2013年9月11日ソワレにて、悪い芝居『春よ行くな』を観ました。会場は下北沢駅前劇場。

悪い芝居の作劇の引き出しはいろいろにあって、その一つずつにに新しい魅力を感じさせてくれるのですが、今回の作品はいつもにも増して強いインパクトがあって。

その世界観や舞台の語り口や役者の身体や描き出されるものに圧倒されてしまいました。

(ここからネタばれがあります。十分にご留意ください)

脚本・演出 : 山崎彬

出演     : 呉城久美、大川原瑞穂、池川貴清、大塚宣幸(大阪バンガー帝国)、山崎彬、植田順平、宮下絵馬、北岸淳生、森井めぐみ

入場してしばらくは、
三角形の囲み舞台かと思った。
中央には三角形の台が設えらえて。舞台上手の通路状のスペースの奥や
下手奥には2列のパイプチェア。
奥のブースのような部分にも気が付いて。
坐っていても舞台の形状が今一つ把握できず
すこし不可思議な感覚のままで、開演を待ちます。

闇の中、男女の交わりで始まった舞台、しばらくは主人公を外側から見ていたように思う。やってくるものをただ物語を紐解くように追いかけていく。
23歳の主人公の記憶、周りとの会話や関係、戻らない彼氏、仕事や生活、様々な出来事と想いの曖昧さ。躊躇、当惑、想いの逡巡。スライスのように切り取られ、観る側に訪れる時間。
でも、気が付けば、舞台と人物たちの姿とは別の色の、シーンの枠組や台詞とはことなるものに捉えられていて。

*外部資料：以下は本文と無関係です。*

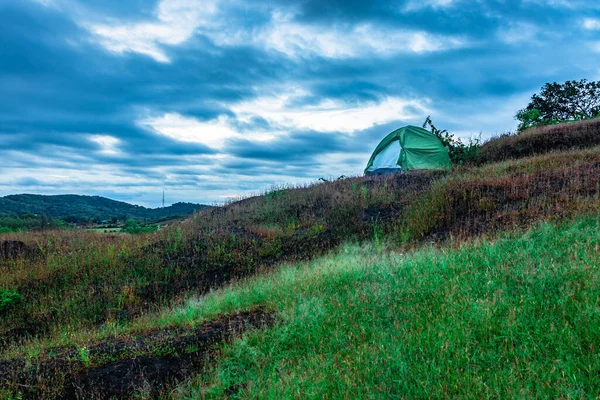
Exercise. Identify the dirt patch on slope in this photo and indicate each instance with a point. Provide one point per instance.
(122, 367)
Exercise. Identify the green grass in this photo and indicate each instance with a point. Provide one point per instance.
(514, 318)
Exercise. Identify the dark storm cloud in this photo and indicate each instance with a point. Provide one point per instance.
(69, 102)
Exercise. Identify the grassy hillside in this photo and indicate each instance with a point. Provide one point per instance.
(78, 207)
(567, 136)
(82, 280)
(514, 317)
(511, 318)
(78, 309)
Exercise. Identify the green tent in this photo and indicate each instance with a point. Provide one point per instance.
(408, 148)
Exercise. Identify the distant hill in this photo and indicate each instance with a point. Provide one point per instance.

正直なところ、最初は、想いが舞台から流れ込んでくるのを感じつつ、何がその感覚を伝えているのかがわからなかった。でも、少しずつ世界が開けていく中で、役者たちの演じる場所や、距離や、なによりもその身体が語る言葉に、ダイレクトに染められていることに気がついてから、その描き出すものの一つずつにしっかりと取り込まれてしまう。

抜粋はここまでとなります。